Швея с Сардинии — страница 19 из 40

Мне понравилось, как быстро он нашел способ поладить с ребенком. Мать, понявшая его задумку, поднесла пробку к пламени свечи, подержала ее там, пока та не обуглилась, и тогда Гвидо принялся терпеливо прорисовывать сажей на лице малышки пышные усы, шкиперскую бородку, как у Кавура, и мохнатые брови. Потом подтолкнул Клару к зеркалу:

– Годится?

– Нет! – снова завопила маленькая девочка, возмущенно сорвав с головы тюрбан и бросив его на пол. Потом сбросила туфли, швырнула их в зеркало и принялась в исступлении избавляться от прочих деталей костюма – и вскоре стояла уже в одной сорочке, с рассыпавшимися по плечам светлыми кудряшками, плотно прижимая к груди книгу Сальгари.

Размазанные слезами борода и усы неестественно выделялись на нежной светлой коже.

– Но Кларетта, что теперь не так? – растерянно пробормотал отец.

И тут у Гвидо появилась новая догадка. Подойдя к девочке, он взял у нее из рук книгу и ткнул пальцем в лицо пирата, нарисованное темперой, как и все прочие обложки этого цикла, – загорелое, морщинистое, с орлиным носом, сверкающими глазами; лицо взрослое и свирепое.

– Ты так хотела выглядеть?

– Так, – всхлипнула Клара.

– И решила, что если переоденешься Сандоканом, то и лицом станешь на него похожа?

Малышка молча кивнула.

– Но он же дикарь, дорогая! – воскликнула мать. – И как ты только могла подумать о том, чтобы стать на него похожей?

– Увы, карнавальные костюмы не умеют творить подобные чудеса, – добавил отец. – И потом, сейчас ты намного красивее, мой золотой цветочек.

Клара снова разрыдалась, на этот раз уже не от злости, а от отчаяния. Гвидо молча прижал ее к груди. Мы, взрослые, недоуменно переглянулись: как вообще можно понять мысли ребенка, его желания и горести?

– Ну же! Вот увидишь, на празднике все будут тобой восхищаться! Твой костюм будет самым лучшим! – воскликнула мама.

– Не хочу я никакого костюма! Хочу быть пиратом! – прошептала Клара, уткнувшись в грудь Гвидо.

– Тебе не понравилось, как я тебя загримировал? Что ж, я могу и лучше, если потерпишь немного.

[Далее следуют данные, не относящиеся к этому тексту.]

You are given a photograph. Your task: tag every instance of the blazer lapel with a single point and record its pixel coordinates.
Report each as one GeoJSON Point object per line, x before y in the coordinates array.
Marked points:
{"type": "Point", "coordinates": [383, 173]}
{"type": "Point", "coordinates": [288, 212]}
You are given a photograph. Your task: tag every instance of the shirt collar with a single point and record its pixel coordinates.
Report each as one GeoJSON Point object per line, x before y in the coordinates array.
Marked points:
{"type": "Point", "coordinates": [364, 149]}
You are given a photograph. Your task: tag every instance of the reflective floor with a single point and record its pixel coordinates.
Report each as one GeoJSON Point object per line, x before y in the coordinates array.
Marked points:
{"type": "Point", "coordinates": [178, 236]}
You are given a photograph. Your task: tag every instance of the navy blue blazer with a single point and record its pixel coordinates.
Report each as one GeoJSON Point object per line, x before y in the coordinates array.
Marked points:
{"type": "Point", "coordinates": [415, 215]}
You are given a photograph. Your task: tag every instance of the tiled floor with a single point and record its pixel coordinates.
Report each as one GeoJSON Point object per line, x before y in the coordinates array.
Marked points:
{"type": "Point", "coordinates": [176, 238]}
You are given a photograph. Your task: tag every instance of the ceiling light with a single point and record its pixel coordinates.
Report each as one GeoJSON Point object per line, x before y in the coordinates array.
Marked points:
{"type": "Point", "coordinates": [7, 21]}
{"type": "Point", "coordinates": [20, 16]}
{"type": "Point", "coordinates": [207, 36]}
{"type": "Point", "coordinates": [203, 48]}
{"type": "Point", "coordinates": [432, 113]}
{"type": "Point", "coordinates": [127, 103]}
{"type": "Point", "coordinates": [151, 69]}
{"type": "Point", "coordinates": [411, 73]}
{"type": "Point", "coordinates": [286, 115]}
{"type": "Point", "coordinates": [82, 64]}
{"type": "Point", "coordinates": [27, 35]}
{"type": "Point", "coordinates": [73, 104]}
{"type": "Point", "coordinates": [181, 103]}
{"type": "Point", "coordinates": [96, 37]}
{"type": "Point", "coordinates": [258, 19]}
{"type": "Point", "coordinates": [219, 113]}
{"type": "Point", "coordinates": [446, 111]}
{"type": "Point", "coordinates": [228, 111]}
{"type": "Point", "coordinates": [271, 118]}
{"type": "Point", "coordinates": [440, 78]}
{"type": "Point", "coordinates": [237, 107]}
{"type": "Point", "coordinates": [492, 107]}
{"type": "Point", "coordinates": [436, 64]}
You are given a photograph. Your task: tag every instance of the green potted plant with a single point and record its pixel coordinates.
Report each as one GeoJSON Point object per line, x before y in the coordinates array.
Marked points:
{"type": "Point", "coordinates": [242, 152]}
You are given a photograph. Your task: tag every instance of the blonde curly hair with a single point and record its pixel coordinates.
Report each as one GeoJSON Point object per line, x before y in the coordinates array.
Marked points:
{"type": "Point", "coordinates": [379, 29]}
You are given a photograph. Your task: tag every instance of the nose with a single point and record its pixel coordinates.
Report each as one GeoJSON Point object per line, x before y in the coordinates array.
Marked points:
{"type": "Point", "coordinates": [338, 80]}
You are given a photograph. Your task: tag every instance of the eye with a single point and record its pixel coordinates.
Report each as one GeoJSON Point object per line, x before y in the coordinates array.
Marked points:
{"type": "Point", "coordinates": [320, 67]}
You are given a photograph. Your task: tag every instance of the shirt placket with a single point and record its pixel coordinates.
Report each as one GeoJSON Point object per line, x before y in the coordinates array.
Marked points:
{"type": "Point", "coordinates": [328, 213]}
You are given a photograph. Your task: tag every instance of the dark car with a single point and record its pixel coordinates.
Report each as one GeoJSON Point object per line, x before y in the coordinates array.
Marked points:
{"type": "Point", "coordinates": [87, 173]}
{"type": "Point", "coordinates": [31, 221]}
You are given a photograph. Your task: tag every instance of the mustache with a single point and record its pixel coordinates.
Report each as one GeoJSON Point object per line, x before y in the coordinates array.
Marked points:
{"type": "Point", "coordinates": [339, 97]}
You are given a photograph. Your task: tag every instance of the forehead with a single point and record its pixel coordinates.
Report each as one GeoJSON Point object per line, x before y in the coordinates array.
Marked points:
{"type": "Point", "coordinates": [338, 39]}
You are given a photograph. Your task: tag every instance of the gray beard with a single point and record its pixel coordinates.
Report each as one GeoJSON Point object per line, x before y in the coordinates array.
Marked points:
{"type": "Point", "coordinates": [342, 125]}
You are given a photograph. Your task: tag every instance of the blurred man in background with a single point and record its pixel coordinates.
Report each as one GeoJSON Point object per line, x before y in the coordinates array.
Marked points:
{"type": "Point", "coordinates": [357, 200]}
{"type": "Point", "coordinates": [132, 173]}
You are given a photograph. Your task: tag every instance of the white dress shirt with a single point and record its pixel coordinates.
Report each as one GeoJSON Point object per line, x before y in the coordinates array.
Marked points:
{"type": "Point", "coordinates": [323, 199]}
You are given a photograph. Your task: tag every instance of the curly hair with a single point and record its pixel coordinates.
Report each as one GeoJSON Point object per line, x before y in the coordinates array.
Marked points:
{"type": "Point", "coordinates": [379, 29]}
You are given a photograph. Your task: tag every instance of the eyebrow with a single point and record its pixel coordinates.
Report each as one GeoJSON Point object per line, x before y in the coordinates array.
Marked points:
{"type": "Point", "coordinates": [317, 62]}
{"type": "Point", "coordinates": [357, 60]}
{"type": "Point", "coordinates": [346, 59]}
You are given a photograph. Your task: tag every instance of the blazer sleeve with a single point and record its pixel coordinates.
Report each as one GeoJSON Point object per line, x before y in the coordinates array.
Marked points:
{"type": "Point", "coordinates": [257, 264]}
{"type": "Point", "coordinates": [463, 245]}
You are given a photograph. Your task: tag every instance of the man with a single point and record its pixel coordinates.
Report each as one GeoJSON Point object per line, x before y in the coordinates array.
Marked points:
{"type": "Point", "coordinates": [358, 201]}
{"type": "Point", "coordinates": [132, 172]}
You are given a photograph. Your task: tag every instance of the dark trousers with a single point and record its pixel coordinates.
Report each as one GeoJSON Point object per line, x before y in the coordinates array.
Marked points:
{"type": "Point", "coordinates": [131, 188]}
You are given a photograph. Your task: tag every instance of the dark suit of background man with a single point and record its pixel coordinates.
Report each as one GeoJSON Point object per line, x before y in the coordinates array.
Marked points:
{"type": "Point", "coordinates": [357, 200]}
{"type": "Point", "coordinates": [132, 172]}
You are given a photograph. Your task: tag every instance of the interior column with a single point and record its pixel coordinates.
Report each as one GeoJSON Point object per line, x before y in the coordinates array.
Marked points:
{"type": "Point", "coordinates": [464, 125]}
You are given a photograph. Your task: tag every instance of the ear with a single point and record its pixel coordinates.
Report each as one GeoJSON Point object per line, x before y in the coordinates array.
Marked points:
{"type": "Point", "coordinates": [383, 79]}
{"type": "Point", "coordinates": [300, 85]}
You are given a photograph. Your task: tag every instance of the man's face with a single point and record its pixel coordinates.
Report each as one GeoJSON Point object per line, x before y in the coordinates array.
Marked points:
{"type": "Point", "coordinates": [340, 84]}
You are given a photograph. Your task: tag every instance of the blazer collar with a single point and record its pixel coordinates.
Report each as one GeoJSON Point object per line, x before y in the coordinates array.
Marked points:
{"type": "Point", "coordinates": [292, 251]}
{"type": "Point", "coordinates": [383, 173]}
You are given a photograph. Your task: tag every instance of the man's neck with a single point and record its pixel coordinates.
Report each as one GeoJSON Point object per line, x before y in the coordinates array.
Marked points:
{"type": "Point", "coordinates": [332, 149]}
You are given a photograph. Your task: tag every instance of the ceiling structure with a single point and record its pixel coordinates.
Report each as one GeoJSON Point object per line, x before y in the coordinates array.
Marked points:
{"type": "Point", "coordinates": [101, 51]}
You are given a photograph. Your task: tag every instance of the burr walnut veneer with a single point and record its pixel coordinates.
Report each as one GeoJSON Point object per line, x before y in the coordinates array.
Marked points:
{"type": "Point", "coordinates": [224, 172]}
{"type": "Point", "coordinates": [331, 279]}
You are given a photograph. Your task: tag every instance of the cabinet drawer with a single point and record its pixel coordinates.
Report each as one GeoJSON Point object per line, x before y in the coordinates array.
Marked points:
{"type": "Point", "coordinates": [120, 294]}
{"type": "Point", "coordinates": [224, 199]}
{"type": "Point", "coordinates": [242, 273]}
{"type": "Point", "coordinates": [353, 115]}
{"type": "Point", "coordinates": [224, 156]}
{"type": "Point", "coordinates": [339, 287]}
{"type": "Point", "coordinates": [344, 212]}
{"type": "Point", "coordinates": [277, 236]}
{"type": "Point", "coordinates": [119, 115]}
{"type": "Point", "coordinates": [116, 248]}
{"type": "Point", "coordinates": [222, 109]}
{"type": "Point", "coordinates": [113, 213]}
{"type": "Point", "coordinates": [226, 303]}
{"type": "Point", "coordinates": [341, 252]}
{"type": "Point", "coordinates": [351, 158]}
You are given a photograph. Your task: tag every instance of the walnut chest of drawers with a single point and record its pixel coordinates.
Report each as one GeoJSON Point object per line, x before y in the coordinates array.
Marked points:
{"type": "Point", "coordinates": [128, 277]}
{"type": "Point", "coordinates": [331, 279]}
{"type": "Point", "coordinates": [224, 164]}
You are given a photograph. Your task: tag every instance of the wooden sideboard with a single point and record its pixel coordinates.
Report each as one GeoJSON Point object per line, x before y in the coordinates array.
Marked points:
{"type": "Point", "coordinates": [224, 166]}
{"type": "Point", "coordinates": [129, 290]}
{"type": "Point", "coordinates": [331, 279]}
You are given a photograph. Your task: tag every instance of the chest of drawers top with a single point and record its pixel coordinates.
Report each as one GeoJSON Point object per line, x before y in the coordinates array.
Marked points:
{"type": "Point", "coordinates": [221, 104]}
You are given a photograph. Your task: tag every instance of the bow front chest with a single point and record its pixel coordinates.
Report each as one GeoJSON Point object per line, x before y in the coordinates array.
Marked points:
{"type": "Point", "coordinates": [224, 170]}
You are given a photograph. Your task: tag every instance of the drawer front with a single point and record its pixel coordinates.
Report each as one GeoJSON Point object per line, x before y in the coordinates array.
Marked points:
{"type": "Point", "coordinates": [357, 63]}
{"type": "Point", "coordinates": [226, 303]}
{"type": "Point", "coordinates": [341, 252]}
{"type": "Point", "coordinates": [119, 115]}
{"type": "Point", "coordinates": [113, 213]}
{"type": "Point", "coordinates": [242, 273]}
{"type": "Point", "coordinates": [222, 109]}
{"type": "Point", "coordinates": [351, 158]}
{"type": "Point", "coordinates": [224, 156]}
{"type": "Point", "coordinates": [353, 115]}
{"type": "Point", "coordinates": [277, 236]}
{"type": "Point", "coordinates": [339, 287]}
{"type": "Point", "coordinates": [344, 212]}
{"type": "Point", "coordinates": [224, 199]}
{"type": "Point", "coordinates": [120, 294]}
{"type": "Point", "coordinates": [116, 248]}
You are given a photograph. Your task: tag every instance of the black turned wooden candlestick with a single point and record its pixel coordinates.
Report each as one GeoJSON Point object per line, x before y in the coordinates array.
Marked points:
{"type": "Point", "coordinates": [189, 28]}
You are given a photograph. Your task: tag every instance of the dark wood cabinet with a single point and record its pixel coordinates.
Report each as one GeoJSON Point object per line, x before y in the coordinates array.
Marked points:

– Не нужен мне грим! Я хочу стать пиратом, как Сандокан! Настоящим пиратом! Навсегда!

– Вырастешь – станешь, если захочешь, – шепотом ответил Гвидо. – Обещаю.


После того как мы стали свидетелями детской драмы, столь мало понятной нам, взрослым, но тем не менее столь глубокой, казалось естественным, что он вызвался меня проводить, по-рыцарски перехватив тяжелый кофр. Теперь я уже не боялась показать ему, где живу.

– Завтра я уезжаю в Турин, – сказал он по дороге. – Учусь там в университете на инженера. Но когда я вернусь, синьорина, мне бы хотелось снова вас увидеть. А до тех пор – писать вам, если позволите.

– Лучше не надо, – инстинктивно выпалила я, перепугавшись, что мои неграмотные фразы могут произвести на него дурное впечатление. Да и потом, в будущем эти отношения все равно не обещали мне ничего хорошего, так что их в любом случае стоило немедленно прекратить. В конце концов, у меня тоже есть гордость. И в то же время я боялась, что он решит, будто я отказываюсь от переписки, поскольку неграмотна и попросту не умею писать. Боже, сколько противоречий… Впрочем, Гвидо не настаивал. И даже не спросил, как меня зовут. Правда, если бы захотел, всегда мог узнать об этом у жены инженера.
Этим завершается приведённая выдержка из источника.